- Born: 1949 (age 76–77)
- Education: Kent State University (MS) Columbia University (MS) Case Western Reserve University (PhD)
- Occupations: Businesswoman, engineer, scientist, author, speaker
- Employer: H-Technologies Group
- Known for: Electronic assembly technology, lead-free electronics
- Title: National President, Surface Mount Technology Association
- Board member of: National Academy of Engineering; U.S. Army Research Laboratories
- Awards: National Academy of Engineering (1998); Women in Technology International Hall of Fame; Ohio Women's Hall of Fame

= Jennie Hwang =

American scientist, author, and businessperson

Jennie S. Hwang is a Taiwanese businesswoman, entrepreneur, engineer, scientist, author, and speaker. She is the national president of the Surface Mount Technology Association, head of H-Technologies Group and the first woman to receive a PhD from Case Western Reserve University in Materials Science and Engineering.

== Biography ==

=== Education ===
Her formal education includes four academic degrees (Ph.D., M.S., M.A., B.S.), the Harvard Business School Executive Program and the Columbia University Corporate Governance Program.

=== Executive career ===
She has held senior executive positions with Lockheed Martin Corporation, Sherwin-Williams Company, and SCM Corporation (Hanson PLC). She was the CEO and co-founder of International Electronic Materials Corporation and the interim CEO of Asahi America, Inc. She has served on a number of boards and committees including university trustee, government-commissioned boards, and civic and non-profit boards. Currently, she is Chairman of the Assessment Board of the U.S. Army Research Laboratories and Chairman of the Review Committee on Army Engineering Centers. She has been a board member or a member of business, professional and non-profit organizations including the Economic Club of New York, American Chemical Society, American Ceramic Society, ASM International and Materials Information Society, Great Lakes Science Center and Council on World Affairs. She has been inducted into the National Academy of Engineering (1998) for entrepreneurship in electronic assembly technology.

=== Works ===
Hwang is listed as inventor on several U.S. patents. She is the sole author of seven (7) internationally-used books, co-author of three (3) technology and manufacturing books, and 700+ editorials and publications including two ground-breaking books on environmentally-friendly lead-free electronics which were published by Electrochemical Publications, LTD, U.K. and McGraw-Hill, U.S.A., respectively.

=== Recognition ===
She is a featured lecturer across the U.S. and in over twenty-eight countries on four continents. She was the commencement speaker for Kent State University in 2001 and the commencement speaker for Ohio University in 2007.

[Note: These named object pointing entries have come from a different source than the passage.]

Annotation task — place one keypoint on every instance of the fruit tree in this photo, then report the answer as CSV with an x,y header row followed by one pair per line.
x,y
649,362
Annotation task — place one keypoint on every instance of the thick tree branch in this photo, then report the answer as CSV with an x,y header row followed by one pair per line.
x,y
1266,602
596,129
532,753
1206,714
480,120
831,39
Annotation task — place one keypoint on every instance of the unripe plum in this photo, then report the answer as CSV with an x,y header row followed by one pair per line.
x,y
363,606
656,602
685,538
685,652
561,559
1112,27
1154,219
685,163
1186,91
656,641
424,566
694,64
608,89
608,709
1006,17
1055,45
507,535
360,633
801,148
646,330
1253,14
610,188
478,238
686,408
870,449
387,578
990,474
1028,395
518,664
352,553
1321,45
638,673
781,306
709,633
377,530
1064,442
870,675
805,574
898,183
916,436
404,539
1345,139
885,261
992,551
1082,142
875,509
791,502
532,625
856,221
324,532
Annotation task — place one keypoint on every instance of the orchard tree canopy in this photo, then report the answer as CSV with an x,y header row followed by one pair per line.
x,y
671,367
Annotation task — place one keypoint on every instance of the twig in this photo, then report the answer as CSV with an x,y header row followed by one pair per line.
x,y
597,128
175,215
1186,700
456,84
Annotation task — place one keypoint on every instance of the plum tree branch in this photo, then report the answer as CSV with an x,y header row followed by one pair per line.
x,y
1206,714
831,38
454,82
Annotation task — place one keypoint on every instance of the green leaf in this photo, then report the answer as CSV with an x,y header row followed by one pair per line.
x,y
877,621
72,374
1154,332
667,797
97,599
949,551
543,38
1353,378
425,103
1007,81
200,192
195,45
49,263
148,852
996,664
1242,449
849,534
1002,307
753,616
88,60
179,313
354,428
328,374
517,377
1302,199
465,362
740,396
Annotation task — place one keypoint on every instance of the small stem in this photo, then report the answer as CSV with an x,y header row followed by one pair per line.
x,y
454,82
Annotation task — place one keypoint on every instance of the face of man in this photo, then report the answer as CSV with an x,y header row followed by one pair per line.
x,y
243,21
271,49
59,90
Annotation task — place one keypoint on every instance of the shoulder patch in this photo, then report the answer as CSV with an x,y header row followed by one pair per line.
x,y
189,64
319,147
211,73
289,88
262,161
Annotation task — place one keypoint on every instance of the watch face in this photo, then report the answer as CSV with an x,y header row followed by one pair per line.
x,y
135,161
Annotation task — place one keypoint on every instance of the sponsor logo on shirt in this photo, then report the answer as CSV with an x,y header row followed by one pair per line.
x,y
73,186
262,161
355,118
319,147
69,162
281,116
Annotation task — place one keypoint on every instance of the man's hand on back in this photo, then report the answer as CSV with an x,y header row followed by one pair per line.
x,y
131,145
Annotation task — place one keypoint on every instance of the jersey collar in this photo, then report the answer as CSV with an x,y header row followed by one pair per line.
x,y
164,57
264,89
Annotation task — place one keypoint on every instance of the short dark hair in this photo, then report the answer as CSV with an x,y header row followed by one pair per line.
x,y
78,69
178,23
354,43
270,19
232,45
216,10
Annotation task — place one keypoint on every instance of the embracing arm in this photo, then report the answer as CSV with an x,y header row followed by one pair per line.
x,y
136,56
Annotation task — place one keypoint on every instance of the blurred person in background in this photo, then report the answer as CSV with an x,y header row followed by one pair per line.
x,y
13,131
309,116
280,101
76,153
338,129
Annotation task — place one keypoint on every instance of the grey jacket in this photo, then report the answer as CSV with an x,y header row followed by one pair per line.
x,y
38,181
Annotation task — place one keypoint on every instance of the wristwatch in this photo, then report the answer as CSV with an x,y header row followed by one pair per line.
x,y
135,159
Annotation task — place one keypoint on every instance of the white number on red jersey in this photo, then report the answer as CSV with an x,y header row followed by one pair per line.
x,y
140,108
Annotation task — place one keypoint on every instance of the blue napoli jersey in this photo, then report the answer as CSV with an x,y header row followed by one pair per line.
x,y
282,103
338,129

She is an inductee of the Women in Technology International Hall of Fame and the Ohio Women's Hall of Fame, as well as the recipient of the YWCA Achievement Award and Distinguished Alumni Award from, respectively, Case Western Reserve University and Kent State University. She has been inducted into the National Academy of Engineering (1998) for entrepreneurship in electronic assembly technology. She was named one of the R&D Stars-to-Watch by Industry Week.

=== Eponymous awards and grants ===
In 2019, the Dr. Jennie S. Hwang Endeavor Fund was established at the NAE. The endowment funds programs that support high school and college students to enhance exposure to diverse and/or international perspectives in engineering education, networking, and the profession. A YWCA award in Cleveland recognizing outstanding women college students who study in STEM disciplines is also named after her. In 2022, The Hwang Family Lounge was established at Case Western Reserve University - Department of Materials Science and Engineering providing an intellectual and informal networking facility for faculty and students.